Things changed around the time I met Michael Tolkin. When I saw “The Player” (1992), when I was still living in New York, I had thought, “I wonder if I could do that.” A couple of years later I had become friends with an executive who was working with him on a project for HBO about Microsoft, and she put the two of us together. When he and I first met, we talked about Proust, and we both loved Tolstoy, and we had a lot of similar references. So we ended up spending the whole meeting talking about “The Death of Ivan Ilyich” and “The Kreutzer Sonata.” And I was just so happy. I didn’t care what happened after that—it was just the greatest afternoon. I thought, “I love this guy. He’s so funny and so cool, and just an absolutely first-rate artist in all of his thinking.”

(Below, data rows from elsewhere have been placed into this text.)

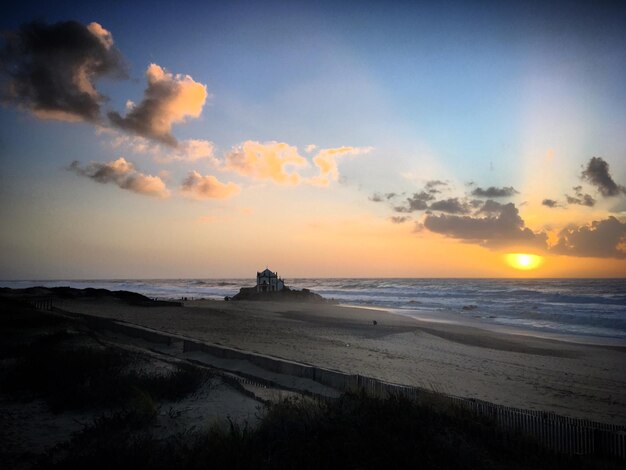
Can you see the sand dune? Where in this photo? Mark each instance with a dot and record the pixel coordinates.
(578, 380)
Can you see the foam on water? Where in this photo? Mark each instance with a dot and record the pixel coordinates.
(591, 307)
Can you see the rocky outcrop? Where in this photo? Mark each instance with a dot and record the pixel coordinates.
(50, 293)
(285, 295)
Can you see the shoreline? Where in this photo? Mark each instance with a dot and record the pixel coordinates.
(571, 379)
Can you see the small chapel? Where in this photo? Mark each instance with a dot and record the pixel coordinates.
(267, 281)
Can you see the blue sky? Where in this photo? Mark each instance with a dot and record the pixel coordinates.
(484, 93)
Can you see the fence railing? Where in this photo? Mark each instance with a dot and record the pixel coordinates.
(560, 433)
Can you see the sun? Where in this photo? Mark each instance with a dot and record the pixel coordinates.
(523, 261)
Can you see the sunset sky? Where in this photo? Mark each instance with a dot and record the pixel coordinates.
(362, 139)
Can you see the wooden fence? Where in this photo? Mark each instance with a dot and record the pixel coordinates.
(560, 433)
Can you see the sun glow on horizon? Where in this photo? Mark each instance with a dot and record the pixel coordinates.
(524, 261)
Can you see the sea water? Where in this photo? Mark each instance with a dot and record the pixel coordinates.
(589, 307)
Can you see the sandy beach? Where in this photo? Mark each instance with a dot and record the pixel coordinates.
(571, 379)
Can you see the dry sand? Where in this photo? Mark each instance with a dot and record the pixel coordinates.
(572, 379)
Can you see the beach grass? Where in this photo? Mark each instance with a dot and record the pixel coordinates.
(354, 431)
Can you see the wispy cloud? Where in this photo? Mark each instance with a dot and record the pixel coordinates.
(506, 228)
(272, 161)
(326, 162)
(493, 191)
(202, 187)
(124, 174)
(168, 99)
(580, 198)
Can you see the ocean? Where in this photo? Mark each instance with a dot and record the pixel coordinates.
(585, 307)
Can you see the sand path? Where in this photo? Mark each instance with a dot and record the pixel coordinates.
(523, 371)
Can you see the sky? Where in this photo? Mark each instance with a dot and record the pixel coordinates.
(321, 139)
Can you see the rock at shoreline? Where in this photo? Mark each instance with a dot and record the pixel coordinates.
(50, 293)
(285, 295)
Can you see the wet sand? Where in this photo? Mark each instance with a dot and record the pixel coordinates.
(569, 378)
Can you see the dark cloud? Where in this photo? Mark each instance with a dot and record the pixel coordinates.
(123, 174)
(377, 197)
(581, 199)
(417, 202)
(600, 239)
(167, 100)
(550, 203)
(597, 173)
(492, 191)
(451, 206)
(50, 70)
(433, 185)
(504, 229)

We teamed up on the HBO project, which was a satire about Bill Gates and Microsoft, a sort of “Dr. Strangelove” piece about technology, called 20 Billion. We’d break up the scenes, we’d write our scenes, we’d get back together, and his scenes were just so much better than mine that I couldn’t believe it. I’m lucky I could see how much better his were—I mean, that’s the first real break, realizing how not-good you actually are, and cutting through all the nonsense smoke that’s usually being blown at you in the zip codes around Beverly and La Cienega boulevards. But I knew—I knew he was great and I was terrible, so I started literally sitting behind him and watching him type when he would write his scenes. We’d keep reworking the story, and this went on for a long time. And then one day, I riffed out a subplot involving two characters who were sort of like the girl I was living with at the time and myself. I wrote the scenes, maybe 15 pages, in a few hours. I showed Michael the scenes, and I saw it in his face: “Hey, this is actually pretty good. That’s gonna be in the movie.” And he was happy for me, too. And when it was over, I was at the point where I felt like, “Wow, I’m writing scenes that should be shot.” Three years of my writing career had gone by—I used to think, “I’ll just dash off some Simpsons episode and make some money and come back to fiction”—and in that time, I had written volumes of terrible stuff. But watching Michael changed my approach to everything. I realized that this was a real art form and that I didn’t understand it. I had to prostrate myself before it and study it if I wanted to be good. I had some other friends around this time, too, who were doing very interesting scripts: Charlie Kaufman and Owen Wilson and Wes Anderson. We traded our stuff back and forth. I saw early drafts of Being John Malkovich (1999) and Rushmore (1998). I saw fully formed film artists who were my peers and I wanted to do what they were doing—get my own voice or vision of the world out into that world. I had no clue how this was going to happen, but suddenly I just really loved this fucking art form. It’s like haiku repeated 10,000 times in one document. The bar was set way higher than I thought.